El literato tenía dos hijas en edad casadera, muy altas e infinitamente más delgadas, que solo compartían con el resto del pueblo la misa del domingo y la de algunas fiestas de guardar. Gloria un par de años mayor que yo, era mi gloria. Siempre aparecía cuando el pan estaba a punto de entrar en el horno y se quedaba conmigo hasta que salía el último y antes de que llegara la siguiente familia. Yo le daba pan y ella se aplicaba con mis ganas. Yo tenía mucha suerte de ser el que manejaba el pan de nuestra familia, así podía ofrecerle el pan de mamá, parte del mío y a veces algo más. Mi padre cada sábado me repetía lo mismo, que yo era muy buen administrador.
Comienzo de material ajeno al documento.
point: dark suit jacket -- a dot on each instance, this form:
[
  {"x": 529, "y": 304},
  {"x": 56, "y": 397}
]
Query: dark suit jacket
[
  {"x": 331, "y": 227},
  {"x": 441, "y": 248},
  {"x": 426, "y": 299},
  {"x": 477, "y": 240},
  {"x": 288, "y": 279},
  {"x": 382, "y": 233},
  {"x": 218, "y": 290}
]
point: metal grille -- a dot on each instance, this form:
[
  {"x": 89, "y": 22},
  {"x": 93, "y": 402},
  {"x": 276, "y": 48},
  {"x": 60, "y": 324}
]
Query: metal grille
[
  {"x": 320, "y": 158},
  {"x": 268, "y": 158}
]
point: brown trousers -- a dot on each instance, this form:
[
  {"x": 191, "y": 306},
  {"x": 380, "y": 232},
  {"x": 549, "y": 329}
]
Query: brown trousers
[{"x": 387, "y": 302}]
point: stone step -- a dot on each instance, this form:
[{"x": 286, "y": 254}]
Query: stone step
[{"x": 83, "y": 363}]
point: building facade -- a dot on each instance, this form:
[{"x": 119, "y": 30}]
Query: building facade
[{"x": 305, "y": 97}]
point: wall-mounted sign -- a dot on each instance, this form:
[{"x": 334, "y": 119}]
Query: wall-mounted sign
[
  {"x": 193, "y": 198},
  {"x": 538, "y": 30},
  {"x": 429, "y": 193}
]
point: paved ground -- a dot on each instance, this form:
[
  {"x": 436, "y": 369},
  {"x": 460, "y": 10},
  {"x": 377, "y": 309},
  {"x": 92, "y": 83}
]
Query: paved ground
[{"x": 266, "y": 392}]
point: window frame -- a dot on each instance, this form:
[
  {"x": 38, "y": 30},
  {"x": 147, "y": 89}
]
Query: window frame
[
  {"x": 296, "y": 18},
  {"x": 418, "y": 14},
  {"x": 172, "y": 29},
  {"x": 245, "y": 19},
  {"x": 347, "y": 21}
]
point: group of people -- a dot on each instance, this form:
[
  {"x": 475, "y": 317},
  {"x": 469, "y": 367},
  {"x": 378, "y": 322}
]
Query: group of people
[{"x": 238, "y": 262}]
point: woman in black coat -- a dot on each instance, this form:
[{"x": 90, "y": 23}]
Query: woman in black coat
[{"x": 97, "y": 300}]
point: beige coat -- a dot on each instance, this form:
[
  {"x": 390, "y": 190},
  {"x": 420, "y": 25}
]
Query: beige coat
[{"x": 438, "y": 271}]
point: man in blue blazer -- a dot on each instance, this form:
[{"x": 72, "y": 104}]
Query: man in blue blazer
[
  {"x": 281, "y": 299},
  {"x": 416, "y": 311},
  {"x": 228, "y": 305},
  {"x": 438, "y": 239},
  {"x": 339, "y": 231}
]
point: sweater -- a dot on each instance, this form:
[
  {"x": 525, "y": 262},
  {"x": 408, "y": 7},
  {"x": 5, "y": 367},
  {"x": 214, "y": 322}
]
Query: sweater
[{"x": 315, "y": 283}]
Dependiendo del tipo de pan que me tocara hornear, parte del cual Gloria por supuesto se sentía merecedora, el premio que me era concedido variaba. Cuando horneaba pan blanco, me acariciaba los brazos con la punta de sus dedos y me abrazaba por detrás sobando mis muslos mientras yo introducía el pan en el horno. Si además horneaba pan blanco con nueces y uvas entonces me lengüeteaba la oreja. Si horneaba panecillos con semillas bailaba a mi alrededor mostrando mucho más de lo que debería. Lo que más amasábamos en casa era el pan de centeno y aunque era el que a ella menos le gustaba, si este venía aliñado con olivas y tomates entonces me dejaba manosear donde se me antojase, siempre y cuando en lugar de un pan le diese dos. Nuestro preferido era el pan de maíz, nos enzarzábamos en largos besos que no acababan hasta que el pan se me chamuscaba. Lo mejor de Gloria venía cuando, además del pan, también horneaba algún roscón, ahí ella me dejaba hacer, aunque no todo lo que yo quería. Padre me llamaba el rey del roscón.
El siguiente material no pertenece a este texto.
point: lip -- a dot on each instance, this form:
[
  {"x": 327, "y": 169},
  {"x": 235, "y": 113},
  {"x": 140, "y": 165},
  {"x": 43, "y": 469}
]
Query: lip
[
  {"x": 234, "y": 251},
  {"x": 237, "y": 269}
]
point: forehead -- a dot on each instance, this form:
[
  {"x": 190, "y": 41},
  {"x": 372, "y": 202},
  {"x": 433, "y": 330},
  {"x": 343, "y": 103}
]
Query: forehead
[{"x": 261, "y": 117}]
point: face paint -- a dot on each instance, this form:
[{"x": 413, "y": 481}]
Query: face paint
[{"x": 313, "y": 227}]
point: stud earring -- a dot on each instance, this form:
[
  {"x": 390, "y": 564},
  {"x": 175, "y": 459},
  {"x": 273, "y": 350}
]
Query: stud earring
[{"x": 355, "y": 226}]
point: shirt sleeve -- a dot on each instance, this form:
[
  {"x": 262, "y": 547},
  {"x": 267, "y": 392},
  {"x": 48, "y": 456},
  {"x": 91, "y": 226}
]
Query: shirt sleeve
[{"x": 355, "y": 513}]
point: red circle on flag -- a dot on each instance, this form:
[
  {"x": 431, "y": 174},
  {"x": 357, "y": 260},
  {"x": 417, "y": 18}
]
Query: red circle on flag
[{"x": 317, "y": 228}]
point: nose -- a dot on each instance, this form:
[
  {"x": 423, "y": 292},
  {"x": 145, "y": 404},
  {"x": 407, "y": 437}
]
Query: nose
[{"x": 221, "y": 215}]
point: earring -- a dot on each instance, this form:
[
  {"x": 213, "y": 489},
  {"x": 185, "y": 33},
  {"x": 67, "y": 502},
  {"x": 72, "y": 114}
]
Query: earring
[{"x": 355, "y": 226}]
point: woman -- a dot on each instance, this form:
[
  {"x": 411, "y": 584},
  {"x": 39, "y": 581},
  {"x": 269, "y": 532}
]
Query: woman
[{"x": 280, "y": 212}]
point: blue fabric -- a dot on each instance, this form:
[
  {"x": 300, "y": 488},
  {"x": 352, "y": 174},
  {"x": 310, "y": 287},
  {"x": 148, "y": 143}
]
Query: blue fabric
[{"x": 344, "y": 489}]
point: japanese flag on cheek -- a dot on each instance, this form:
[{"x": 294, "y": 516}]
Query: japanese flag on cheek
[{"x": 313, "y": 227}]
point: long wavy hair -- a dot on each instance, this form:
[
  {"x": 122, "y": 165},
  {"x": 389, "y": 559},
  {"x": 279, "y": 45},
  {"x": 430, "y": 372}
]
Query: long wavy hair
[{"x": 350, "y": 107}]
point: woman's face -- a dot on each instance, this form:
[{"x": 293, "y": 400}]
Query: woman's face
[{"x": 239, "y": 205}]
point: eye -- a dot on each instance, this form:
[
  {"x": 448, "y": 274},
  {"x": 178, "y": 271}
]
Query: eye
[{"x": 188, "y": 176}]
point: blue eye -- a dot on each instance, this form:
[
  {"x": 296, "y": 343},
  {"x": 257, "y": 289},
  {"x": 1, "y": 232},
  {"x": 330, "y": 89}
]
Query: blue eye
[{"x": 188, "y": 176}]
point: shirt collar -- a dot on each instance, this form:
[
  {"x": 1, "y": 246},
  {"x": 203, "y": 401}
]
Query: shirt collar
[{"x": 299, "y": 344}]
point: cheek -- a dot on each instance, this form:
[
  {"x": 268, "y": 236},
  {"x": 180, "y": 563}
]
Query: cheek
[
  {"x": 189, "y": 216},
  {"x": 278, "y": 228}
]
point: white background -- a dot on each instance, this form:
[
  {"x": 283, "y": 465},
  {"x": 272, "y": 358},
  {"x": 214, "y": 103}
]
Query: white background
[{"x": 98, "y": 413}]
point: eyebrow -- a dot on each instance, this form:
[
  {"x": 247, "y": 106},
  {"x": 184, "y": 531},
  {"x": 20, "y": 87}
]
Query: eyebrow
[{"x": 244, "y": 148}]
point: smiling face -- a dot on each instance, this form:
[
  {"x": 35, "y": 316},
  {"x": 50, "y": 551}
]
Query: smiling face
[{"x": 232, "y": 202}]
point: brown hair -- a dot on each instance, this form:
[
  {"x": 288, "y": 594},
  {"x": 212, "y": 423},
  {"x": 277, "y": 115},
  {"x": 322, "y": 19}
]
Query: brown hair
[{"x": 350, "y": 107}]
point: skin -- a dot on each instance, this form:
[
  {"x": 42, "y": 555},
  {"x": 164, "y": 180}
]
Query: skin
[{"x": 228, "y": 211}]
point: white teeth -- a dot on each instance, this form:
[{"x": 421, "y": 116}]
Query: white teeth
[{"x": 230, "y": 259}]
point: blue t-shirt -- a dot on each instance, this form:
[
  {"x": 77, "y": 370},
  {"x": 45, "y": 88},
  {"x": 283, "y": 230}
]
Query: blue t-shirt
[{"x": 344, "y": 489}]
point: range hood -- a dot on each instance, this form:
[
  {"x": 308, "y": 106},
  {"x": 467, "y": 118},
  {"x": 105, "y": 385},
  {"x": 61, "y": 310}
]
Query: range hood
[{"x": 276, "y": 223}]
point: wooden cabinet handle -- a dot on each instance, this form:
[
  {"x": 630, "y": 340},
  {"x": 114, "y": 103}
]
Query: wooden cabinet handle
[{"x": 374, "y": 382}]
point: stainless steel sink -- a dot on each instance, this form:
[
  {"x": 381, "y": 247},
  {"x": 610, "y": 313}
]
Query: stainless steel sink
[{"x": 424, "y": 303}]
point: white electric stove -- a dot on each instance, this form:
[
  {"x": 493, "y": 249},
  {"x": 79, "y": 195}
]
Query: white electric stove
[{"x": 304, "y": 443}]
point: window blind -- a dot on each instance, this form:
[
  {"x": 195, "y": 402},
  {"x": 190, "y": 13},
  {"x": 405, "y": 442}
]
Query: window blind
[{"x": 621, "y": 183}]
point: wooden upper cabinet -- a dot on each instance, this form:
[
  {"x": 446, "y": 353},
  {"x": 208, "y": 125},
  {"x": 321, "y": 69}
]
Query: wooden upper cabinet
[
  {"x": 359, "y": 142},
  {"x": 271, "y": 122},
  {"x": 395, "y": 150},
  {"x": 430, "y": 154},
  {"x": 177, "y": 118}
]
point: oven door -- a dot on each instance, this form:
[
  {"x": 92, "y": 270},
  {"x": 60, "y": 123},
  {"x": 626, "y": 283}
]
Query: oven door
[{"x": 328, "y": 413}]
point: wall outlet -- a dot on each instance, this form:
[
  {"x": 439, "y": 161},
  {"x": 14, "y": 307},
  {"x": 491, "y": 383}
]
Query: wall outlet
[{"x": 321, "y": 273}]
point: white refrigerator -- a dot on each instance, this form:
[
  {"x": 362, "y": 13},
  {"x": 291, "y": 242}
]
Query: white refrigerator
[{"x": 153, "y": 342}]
Hace años que el triste y su familia se fueron del pueblo. El horno está en desuso y ahora yo, el rey del roscón, gobierno y administro mi propia panadería. Ya no usamos leña sino hornos industriales. Hoy, cuando preparo mi roscón especial de chocolate me pregunto qué premio me hubiera regalado la melosa Gloria y qué hubiera dicho papá.